Chapter 4: Wine and Cheese > Fire
One final funny thing surrounds a recent event in for some of us studying at Trinity.  As part of our Welcome Program we went to a wine and cheese tasting.  Everyone knows that wine and cheese go together better than Oprah and a slab of bacon, so I could not have been any happier.  Well, we were 2 wines in, and eating cheese like it was our last meal when there was a pop (I’m not going to lie, I didn’t hear it - my excitement for the camembert left me deaf).  Anyway, a few minutes later a screaming girl caught our attention as she pointed to the smoke rolling out of the walls.  I almost didn’t react - smoke and screaming girls is just part of another late night at Trinity, so it almost seemed normal.  After the director the program and the wine lady discussed the appropriate next measure, they decided to call the Pompiers, Paris’ silver-helmeted firefighters.  Well, being Americans, we thought we had to evacuate, so I made a couple “chevre sur baguette” sandwiches and went into the courtyard.  After everyone had eaten the little bit of food they brought out, we started getting restless.  Stupidly we didn’t bring out our wine.  Live and learn, I guess.  The sommelier, embarrassed by the fact that we had stop before finishing the tasting, decided that we should go back inside and get back to drinking.  (This woman had her priorities in order.)  So, without lights and with the door open to get the smoke out, we had some more wine and cheese.  

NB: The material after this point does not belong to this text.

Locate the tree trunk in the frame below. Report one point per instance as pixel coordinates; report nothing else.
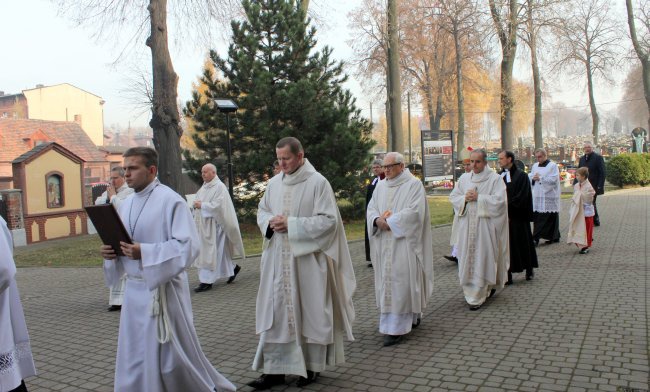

May I just mention how great the French are?  The sommelier didn’t know if there was a fire in the walls, or not, but since she didn’t see any new smoke coming out of the electrical panel or any other orifice, we went back to our dégustation… before the firefighters arrived!  The best part was that when the pompiers arrived, they apologized for interrupting our wine and cheese tasting.  They never asked us to leave the building and we kept on eating and drinking through the next round.  Unfortunately they did want to look in the ceiling, so we had to leave before round 4.  We were assured, however, that we’d come back to finish another day.  
In America you would have evacuated the minute you saw the smoke and if you were lucky you’d make it out before those damned stupid sprinklers started going off.  You’d never even consider going back in the building (2nd grade teachers like to inflict the fear of God into their students with stories about the people that go back into burning buildings).  Finally, the firefighters would never apologize for interrupting your wine tasting in a burning building.  I love the French.